At the same time, the expense to the government, which was $4.6 billion last year, is inflated because the maximum payment is based on a formula heavily weighted toward some of the high-cost plans.

Underlying all this is an unusual aspect: The federal health insurance system allows retirees to stay in the program after they leave the government, despite retirees' higher average medical costs. There is no sentiment in government for change on this point, although retirees now make up 38 percent of all customers and their numbers are growing rapidly while the work force's size remains stable.

OPM has hired consultants to study the program and to make recommendations early next year.

The multiplan program has its defenders. Walton Francis, author of the Checkbook consumer guide to health insurance plans for federal employes, said, "I think a very substantial argument can be made for keeping the system just the way it is. Why should some consumers subsidize the more expensive tastes" of those who want the broadest possible coverage?

Virtually all the money paid as premiums, Francis argues, goes toward paying medical bills; administrative costs are relatively minor. So if costs are rising, he said, that means workers are using more medical services.

As for the issue of risk selection, it is a religion to many federal workers. They see no reason why they should subsidize the higher costs of others.

Entire plans have been established to provide low-cost, top-quality coverage for selected groups of federal workers who are the best risks. It is no coincidence that the U.S. Secret Service Employees Health Association plan is the highest rated plan in the Checkbook consumer guide. The Secret Service has medical standards for employment, and the association plan is open only to Secret Service employes and retirees.

Enthoven scorns this practice as "social Darwinism. We are not running a system just for the healthy and wealthy. Most illness is involuntary misfortune. It is wrong for the sick to have to bear great expense because they're sick."

"I am opposed to the bewildering array of plans," he said. "They cost time, which is money."

"Too much choice is the same as having no choice," said Schneider, author of "Selecting the Right Federal Health Plan."

Francis argues that "it is easy to exaggerate the difficulty" of choosing plans. The greatest proliferation of choice has come from health maintenance organizations (HMOs) that are open only to employes in specific geographical areas. And they are an attractive option for many. Eighteen percent of all federal health plan beneficiaries now choose HMOs; that is an increase of 13.4 percent over last year.

Politics and economics encourage the creation of more and more plans. A federal employe union, for example, can charge "associate member" dues to every member of its health plan.
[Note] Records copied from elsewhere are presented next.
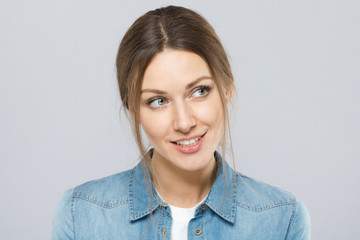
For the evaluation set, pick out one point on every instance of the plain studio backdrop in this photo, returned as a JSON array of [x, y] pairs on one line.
[[295, 126]]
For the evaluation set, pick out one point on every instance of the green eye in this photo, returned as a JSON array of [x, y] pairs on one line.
[[157, 102], [201, 91]]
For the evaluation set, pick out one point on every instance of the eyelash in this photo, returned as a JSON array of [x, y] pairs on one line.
[[205, 88]]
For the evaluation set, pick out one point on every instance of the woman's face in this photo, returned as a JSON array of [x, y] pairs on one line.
[[180, 110]]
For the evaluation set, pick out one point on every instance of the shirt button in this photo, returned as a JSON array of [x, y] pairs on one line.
[[164, 233], [203, 208]]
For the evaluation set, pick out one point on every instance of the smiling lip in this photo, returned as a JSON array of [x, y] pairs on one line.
[[189, 149]]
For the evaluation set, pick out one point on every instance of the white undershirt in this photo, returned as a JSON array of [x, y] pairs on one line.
[[180, 220]]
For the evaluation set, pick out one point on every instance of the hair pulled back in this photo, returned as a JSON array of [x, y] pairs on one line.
[[168, 27]]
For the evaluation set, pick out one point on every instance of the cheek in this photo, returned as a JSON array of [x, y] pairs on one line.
[[154, 125], [211, 113]]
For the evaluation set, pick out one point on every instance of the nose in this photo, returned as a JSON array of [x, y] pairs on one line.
[[184, 119]]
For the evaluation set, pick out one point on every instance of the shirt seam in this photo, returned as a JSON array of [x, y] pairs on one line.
[[263, 208], [292, 215], [100, 203]]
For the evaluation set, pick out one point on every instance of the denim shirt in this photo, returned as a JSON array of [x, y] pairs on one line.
[[237, 207]]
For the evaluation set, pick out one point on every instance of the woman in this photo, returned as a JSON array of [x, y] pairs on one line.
[[175, 82]]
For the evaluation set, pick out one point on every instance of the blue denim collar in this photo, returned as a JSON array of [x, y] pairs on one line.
[[220, 199]]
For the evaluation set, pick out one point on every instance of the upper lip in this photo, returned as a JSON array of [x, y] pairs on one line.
[[189, 138]]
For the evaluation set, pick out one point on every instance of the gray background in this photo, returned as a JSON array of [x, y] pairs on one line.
[[296, 123]]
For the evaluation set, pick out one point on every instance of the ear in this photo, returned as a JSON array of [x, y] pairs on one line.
[[229, 93]]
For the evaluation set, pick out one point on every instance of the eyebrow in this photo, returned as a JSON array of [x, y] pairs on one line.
[[189, 85]]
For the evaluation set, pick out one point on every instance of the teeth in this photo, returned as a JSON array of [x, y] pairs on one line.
[[187, 143]]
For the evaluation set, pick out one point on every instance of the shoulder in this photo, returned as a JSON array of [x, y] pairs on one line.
[[257, 196], [108, 192]]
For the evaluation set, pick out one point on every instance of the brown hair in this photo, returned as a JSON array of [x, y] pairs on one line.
[[176, 28]]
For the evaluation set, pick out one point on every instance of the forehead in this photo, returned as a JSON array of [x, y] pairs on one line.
[[174, 68]]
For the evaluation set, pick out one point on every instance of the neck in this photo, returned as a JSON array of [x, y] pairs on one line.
[[179, 187]]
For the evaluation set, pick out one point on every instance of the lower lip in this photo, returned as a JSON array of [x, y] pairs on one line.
[[190, 149]]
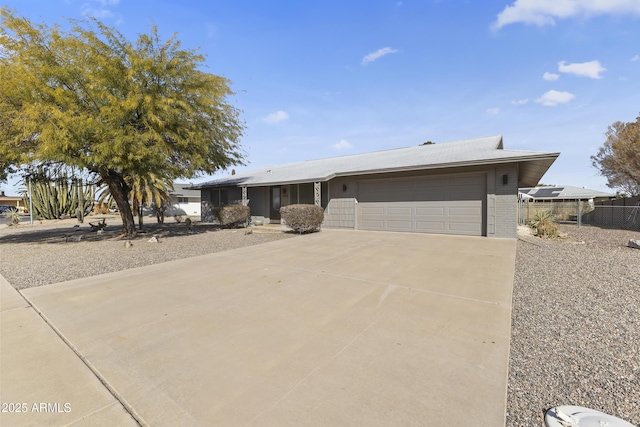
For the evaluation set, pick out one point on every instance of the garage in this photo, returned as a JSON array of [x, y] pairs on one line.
[[467, 187], [452, 204]]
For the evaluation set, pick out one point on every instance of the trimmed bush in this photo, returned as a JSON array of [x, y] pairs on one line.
[[302, 218], [232, 215], [545, 225]]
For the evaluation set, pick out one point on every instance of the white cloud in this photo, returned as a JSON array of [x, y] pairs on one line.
[[101, 10], [591, 69], [342, 145], [545, 12], [554, 97], [277, 117], [377, 55], [97, 13]]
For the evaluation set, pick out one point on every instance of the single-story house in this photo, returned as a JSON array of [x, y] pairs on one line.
[[15, 201], [184, 200], [467, 187], [564, 202], [562, 193]]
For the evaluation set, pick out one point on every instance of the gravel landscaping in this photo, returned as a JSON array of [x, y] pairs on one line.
[[41, 254], [575, 336]]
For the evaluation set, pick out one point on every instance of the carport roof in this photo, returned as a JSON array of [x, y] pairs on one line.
[[563, 192], [469, 152]]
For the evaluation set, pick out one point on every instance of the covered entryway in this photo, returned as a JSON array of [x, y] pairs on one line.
[[452, 204]]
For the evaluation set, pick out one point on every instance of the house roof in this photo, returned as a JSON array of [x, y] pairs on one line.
[[562, 192], [470, 152], [183, 190]]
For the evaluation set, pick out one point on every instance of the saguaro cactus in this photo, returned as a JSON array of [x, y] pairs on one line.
[[54, 196]]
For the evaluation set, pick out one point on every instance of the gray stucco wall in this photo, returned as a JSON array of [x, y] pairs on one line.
[[259, 201], [506, 202], [340, 213]]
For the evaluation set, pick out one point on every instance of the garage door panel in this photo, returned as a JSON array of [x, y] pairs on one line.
[[465, 228], [429, 211], [406, 211], [430, 226], [470, 211], [399, 225], [372, 209], [450, 205], [372, 224]]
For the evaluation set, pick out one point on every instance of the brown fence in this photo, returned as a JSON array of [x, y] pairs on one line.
[[619, 213], [561, 211]]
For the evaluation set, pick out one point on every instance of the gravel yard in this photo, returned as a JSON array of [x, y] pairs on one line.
[[576, 302], [575, 333], [36, 255]]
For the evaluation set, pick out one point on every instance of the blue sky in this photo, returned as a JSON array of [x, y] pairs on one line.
[[323, 78]]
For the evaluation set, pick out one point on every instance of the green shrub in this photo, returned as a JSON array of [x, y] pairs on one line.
[[544, 224], [232, 215], [302, 218]]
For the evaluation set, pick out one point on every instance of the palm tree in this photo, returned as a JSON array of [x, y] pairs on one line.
[[145, 191]]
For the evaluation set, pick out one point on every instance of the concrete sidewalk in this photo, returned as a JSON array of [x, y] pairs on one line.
[[42, 381], [332, 328]]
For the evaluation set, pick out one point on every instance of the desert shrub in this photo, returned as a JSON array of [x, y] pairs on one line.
[[15, 217], [302, 218], [232, 215], [544, 224]]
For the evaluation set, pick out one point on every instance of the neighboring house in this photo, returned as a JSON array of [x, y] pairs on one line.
[[467, 187], [184, 201], [562, 193], [564, 202], [15, 201]]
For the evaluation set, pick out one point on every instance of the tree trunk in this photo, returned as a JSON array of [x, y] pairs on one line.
[[120, 192], [140, 215]]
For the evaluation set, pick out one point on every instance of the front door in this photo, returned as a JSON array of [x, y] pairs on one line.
[[275, 204]]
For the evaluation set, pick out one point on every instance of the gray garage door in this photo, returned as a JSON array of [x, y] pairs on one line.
[[446, 205]]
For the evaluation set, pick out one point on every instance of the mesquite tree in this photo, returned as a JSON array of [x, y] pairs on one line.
[[618, 159], [89, 98]]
The National Post Office Mail Handlers, Watchmen and Messengers union, which has roughly 50,000 members, provides insurance for 488,500 federal workers and retirees. The union's $30 per associate membership provides at least $13 million in revenue from "members" that do not require representation in collective bargaining.
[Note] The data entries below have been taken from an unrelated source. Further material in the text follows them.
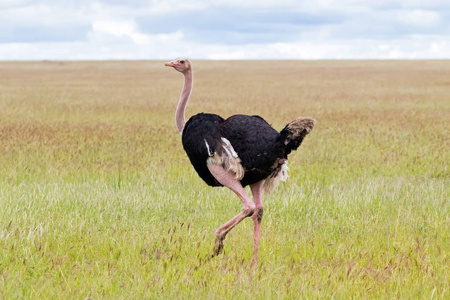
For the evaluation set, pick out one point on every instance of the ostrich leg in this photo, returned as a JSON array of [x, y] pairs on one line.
[[227, 179], [257, 217]]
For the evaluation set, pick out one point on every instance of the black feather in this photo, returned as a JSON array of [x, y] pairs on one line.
[[258, 145]]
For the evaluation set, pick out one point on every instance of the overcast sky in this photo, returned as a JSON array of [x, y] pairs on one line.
[[224, 29]]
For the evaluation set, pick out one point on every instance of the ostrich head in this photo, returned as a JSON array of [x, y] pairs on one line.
[[181, 65]]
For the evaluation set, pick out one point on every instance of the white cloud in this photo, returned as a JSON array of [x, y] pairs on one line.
[[419, 18], [224, 29]]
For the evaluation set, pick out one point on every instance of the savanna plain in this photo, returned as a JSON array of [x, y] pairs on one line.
[[98, 199]]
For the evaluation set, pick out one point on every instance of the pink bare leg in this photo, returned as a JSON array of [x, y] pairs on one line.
[[257, 218], [227, 179]]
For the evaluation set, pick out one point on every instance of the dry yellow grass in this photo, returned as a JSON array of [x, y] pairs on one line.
[[98, 198]]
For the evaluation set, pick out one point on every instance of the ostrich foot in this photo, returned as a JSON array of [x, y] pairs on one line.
[[218, 247]]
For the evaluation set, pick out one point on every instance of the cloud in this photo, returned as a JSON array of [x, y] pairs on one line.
[[224, 29]]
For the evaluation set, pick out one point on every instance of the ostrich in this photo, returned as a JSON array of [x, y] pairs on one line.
[[235, 152]]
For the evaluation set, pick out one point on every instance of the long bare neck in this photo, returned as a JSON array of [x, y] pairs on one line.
[[184, 97]]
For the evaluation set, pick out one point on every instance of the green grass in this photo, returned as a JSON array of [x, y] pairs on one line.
[[98, 200]]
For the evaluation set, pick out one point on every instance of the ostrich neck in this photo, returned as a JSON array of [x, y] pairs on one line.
[[184, 97]]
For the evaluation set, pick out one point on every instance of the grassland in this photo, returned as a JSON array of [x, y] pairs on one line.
[[98, 200]]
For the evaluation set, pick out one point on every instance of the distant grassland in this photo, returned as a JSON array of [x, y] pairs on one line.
[[98, 199]]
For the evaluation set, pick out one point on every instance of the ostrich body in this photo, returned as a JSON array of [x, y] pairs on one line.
[[235, 152]]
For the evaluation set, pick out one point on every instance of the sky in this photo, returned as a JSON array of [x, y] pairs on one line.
[[224, 29]]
But union plans can also run into trouble. The National Treasury Employees Union, whose health insurance was set up primarily as a benefit for its members, killed its high-option plan this year after "risk selection" did it in.

"It priced our high-option plan right out of the market," said Terry Hale, director of the union's health coverage. "Last year, our high-option plan was one of only two governmentwide plans that paid 100 percent surgery" costs. "As a union, we believe in it," he said.

"We went up 180 percent in enrollment. Of the new people who joined our plan, 57 percent had surgery in the first three months of the year."

When last year's open season rolled around, Hale said, most of them dropped out.